A few random links which were less then helpful...

https://forum.proxmox.com/threads/backup-pve-host-and-restore-to-new-disk.129839/
- Nothing of use in here
https://www.reddit.com/r/Proxmox/comments/105jqwp/backing_up_proxmox_host/
- nothing of use in here either.
https://forum.proxmox.com/threads/backup-restore-procedure-for-proxmox-ve-host.118264/
https://forum.proxmox.com/threads/how-to-restore-pve-host.139585/
- had a few good pointers
https://pve.proxmox.com/wiki/Proxmox_Cluster_File_System_(pmxcfs)#_recovery
- useless
https://pbs.proxmox.com/docs/backup-client.html#creating-backups
- Also, useless. (There is no documentation on how to restore a host from PBS either!)

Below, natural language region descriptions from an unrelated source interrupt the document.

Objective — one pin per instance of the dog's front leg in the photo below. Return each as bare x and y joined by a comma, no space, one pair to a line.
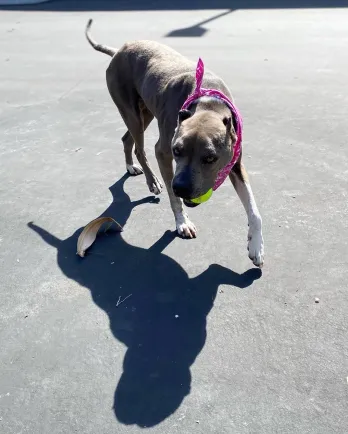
184,226
239,178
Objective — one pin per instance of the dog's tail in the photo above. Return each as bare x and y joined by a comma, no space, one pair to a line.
99,47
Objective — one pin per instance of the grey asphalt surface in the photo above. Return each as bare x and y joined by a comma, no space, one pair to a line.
203,343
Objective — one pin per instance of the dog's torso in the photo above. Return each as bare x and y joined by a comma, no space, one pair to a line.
161,76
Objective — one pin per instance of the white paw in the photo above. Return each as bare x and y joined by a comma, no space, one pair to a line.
255,246
134,169
155,186
185,227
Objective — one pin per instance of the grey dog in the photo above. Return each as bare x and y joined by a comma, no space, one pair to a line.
148,80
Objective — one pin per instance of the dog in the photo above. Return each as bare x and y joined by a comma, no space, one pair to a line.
148,80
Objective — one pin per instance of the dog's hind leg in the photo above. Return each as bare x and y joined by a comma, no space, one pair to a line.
128,144
184,226
239,178
137,119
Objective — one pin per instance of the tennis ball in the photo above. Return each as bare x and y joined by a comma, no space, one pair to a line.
206,196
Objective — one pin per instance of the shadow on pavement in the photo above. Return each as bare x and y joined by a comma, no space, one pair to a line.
197,30
162,323
152,5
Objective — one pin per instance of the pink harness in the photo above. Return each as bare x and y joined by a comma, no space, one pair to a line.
200,92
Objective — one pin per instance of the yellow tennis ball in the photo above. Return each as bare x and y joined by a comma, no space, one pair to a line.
206,196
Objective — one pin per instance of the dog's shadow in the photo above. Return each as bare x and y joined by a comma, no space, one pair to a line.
163,322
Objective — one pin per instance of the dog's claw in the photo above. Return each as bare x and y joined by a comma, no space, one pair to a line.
255,247
185,228
155,186
134,169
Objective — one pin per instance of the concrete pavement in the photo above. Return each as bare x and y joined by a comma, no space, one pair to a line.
204,343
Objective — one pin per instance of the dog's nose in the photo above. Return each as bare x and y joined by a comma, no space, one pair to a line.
181,190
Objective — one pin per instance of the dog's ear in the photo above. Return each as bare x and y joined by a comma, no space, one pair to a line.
228,123
183,115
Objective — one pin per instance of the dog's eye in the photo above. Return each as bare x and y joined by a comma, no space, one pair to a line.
176,152
209,160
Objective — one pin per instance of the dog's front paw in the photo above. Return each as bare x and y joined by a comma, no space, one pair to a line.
134,169
155,185
255,247
185,228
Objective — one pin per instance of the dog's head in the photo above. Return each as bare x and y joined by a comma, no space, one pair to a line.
202,145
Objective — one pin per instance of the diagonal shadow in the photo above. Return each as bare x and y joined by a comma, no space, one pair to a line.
197,30
163,323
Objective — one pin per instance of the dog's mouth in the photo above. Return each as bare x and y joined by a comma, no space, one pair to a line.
190,204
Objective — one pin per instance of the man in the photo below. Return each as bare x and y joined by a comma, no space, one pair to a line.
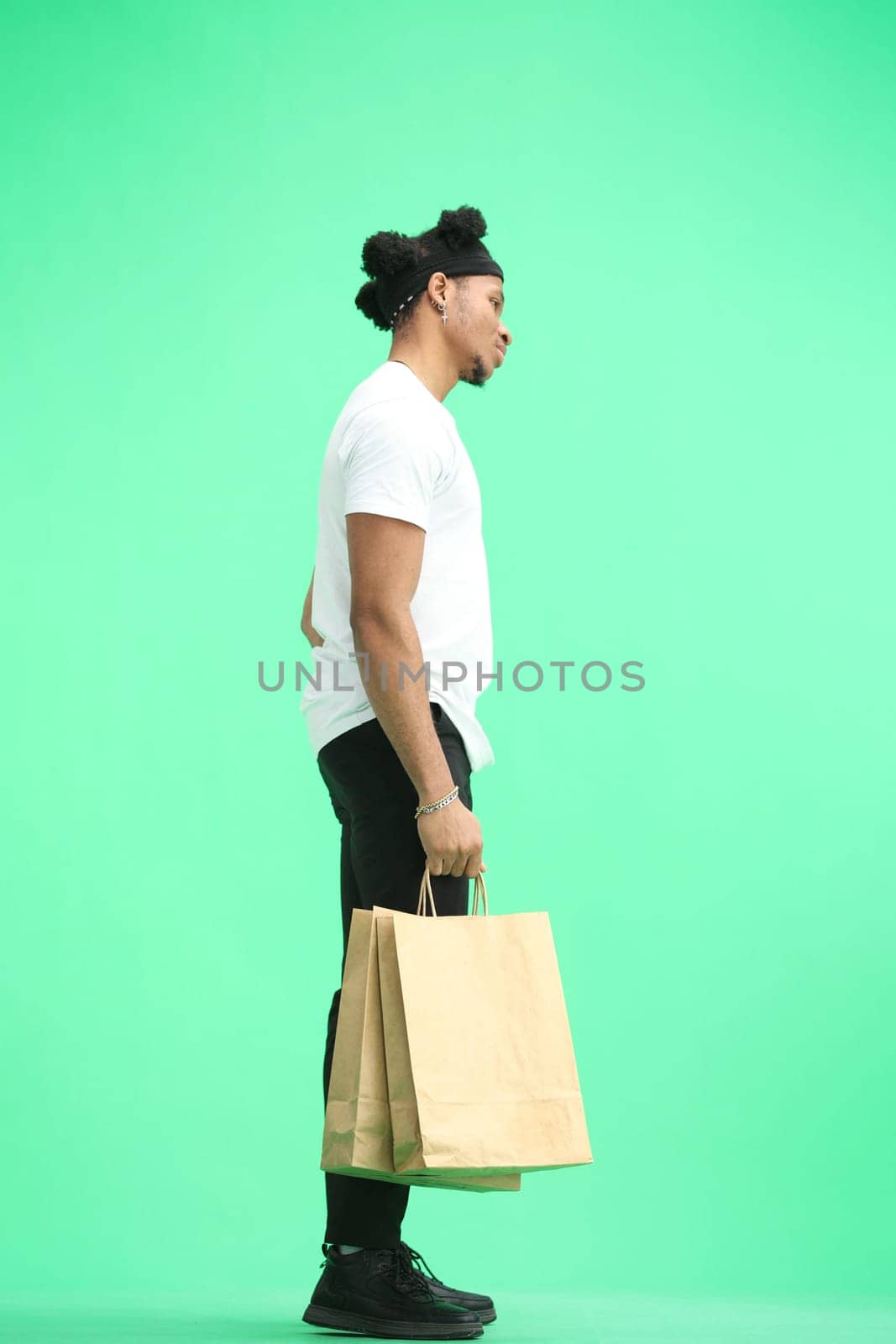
398,613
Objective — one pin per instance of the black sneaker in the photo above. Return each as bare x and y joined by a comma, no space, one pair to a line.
378,1292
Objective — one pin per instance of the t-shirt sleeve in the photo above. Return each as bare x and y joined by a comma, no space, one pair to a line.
392,461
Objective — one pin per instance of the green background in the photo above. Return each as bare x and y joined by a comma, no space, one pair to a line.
685,460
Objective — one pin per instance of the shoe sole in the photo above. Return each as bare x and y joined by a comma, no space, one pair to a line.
336,1320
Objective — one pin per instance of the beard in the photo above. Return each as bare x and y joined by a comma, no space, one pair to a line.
474,373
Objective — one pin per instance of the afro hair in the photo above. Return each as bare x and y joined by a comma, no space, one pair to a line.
387,253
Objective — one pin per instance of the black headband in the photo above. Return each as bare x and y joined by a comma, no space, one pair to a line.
391,289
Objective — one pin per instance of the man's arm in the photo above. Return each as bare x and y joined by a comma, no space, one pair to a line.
308,629
385,557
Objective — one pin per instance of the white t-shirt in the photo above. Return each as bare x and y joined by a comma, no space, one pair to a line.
396,450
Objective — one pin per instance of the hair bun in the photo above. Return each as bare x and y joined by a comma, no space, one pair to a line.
387,253
459,228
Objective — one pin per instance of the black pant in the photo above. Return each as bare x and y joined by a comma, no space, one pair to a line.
382,864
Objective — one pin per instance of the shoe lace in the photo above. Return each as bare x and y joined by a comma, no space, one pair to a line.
396,1265
409,1256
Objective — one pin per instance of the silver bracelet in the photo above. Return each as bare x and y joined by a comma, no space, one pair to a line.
443,803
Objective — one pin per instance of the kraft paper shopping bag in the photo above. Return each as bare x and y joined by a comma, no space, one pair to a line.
479,1062
358,1136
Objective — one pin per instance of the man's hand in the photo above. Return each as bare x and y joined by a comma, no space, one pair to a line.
308,629
453,842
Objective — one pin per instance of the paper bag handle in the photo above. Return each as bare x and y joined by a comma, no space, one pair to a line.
426,891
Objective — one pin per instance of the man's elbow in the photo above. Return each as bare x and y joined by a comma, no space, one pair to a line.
378,616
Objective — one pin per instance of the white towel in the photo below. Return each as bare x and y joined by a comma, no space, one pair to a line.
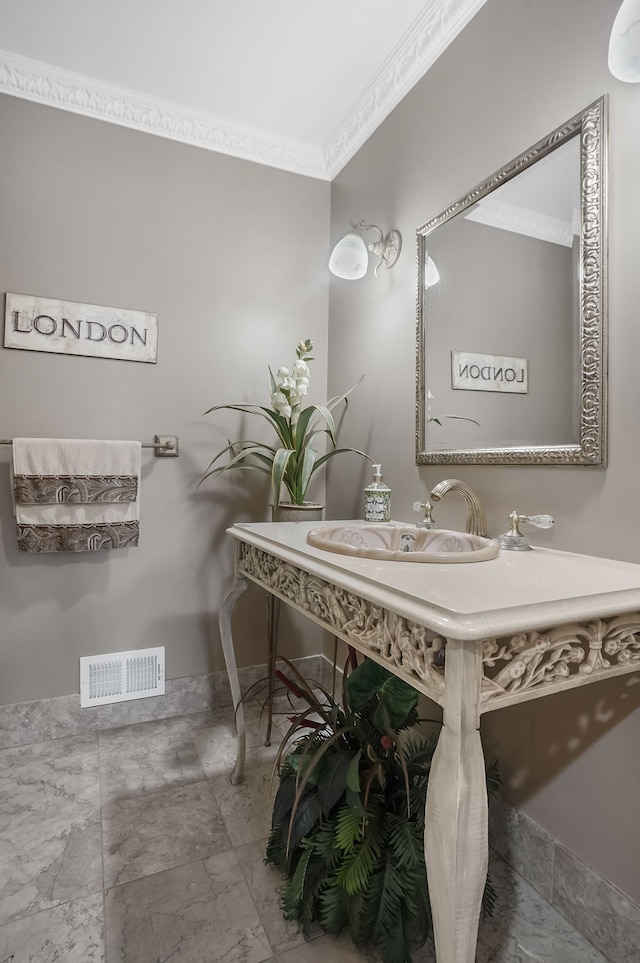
76,494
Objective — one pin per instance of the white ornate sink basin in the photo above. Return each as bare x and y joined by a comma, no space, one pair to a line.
402,543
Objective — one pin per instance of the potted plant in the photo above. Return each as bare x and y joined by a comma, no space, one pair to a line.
293,459
348,817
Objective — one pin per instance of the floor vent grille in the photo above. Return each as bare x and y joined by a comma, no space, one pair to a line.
120,676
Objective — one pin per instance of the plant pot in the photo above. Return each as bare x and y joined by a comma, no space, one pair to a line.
288,512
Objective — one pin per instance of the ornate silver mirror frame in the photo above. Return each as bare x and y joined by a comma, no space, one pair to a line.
587,445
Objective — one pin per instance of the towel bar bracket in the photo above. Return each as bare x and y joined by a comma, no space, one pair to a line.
166,446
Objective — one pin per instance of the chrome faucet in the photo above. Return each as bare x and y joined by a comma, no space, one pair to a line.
476,519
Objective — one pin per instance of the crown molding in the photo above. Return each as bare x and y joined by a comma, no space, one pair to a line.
54,87
430,34
522,220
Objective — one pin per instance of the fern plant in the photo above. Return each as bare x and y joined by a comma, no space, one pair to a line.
348,817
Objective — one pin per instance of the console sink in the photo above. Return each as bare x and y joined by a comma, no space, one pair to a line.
402,543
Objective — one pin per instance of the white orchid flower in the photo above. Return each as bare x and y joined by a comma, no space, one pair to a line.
300,369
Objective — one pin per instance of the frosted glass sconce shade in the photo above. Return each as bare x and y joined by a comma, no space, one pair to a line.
431,274
624,46
349,258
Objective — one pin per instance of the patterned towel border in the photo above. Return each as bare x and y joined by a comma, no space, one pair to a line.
77,538
57,489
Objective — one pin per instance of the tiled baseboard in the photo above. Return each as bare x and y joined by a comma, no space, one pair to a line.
591,904
27,722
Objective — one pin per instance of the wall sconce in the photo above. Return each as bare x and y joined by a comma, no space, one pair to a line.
350,259
624,46
431,274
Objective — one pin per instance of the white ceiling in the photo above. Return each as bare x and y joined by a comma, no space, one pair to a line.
291,83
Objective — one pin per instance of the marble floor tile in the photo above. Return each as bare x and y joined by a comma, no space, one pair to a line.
198,913
264,883
324,949
246,808
50,846
214,737
147,757
526,929
25,722
149,833
602,912
180,860
69,933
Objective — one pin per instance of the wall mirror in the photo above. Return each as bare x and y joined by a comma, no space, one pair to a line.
511,330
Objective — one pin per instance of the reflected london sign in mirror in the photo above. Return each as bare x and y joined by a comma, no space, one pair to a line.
511,333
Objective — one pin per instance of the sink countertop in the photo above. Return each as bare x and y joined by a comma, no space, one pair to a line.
515,592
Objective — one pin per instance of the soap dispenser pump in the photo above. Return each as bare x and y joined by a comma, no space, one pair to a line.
377,499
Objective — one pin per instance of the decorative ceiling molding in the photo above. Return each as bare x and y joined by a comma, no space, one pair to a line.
438,25
522,220
431,33
45,84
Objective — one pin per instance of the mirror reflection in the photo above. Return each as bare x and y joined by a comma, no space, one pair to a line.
511,365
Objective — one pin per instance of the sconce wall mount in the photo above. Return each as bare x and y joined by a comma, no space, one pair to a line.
349,258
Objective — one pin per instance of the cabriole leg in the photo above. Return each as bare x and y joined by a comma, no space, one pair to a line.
224,622
456,840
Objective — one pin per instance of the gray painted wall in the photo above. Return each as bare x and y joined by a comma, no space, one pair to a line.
232,256
515,73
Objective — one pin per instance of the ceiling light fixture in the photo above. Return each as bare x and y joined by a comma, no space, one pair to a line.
624,46
350,259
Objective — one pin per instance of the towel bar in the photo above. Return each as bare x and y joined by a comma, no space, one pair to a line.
165,446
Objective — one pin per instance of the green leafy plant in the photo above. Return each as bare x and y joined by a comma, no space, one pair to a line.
348,817
294,459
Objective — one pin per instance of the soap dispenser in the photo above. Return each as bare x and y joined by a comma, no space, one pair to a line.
377,499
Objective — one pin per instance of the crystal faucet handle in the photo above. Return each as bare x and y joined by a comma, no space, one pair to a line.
514,540
427,521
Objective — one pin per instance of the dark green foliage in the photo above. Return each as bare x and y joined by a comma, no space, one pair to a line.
348,818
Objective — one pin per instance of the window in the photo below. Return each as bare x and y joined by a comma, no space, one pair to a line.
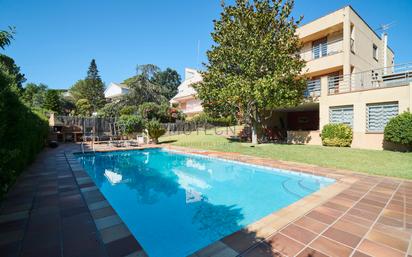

So- on that note, enjoy the first actual documentation (that I could find) on how to successfully reinstall a failed cluster node, and re-importing its configuration.

I will note, this also validates that my backup strategy of backing up the /etc/pve directory from a single host, is adequate for doing a cluster recovery, if needed.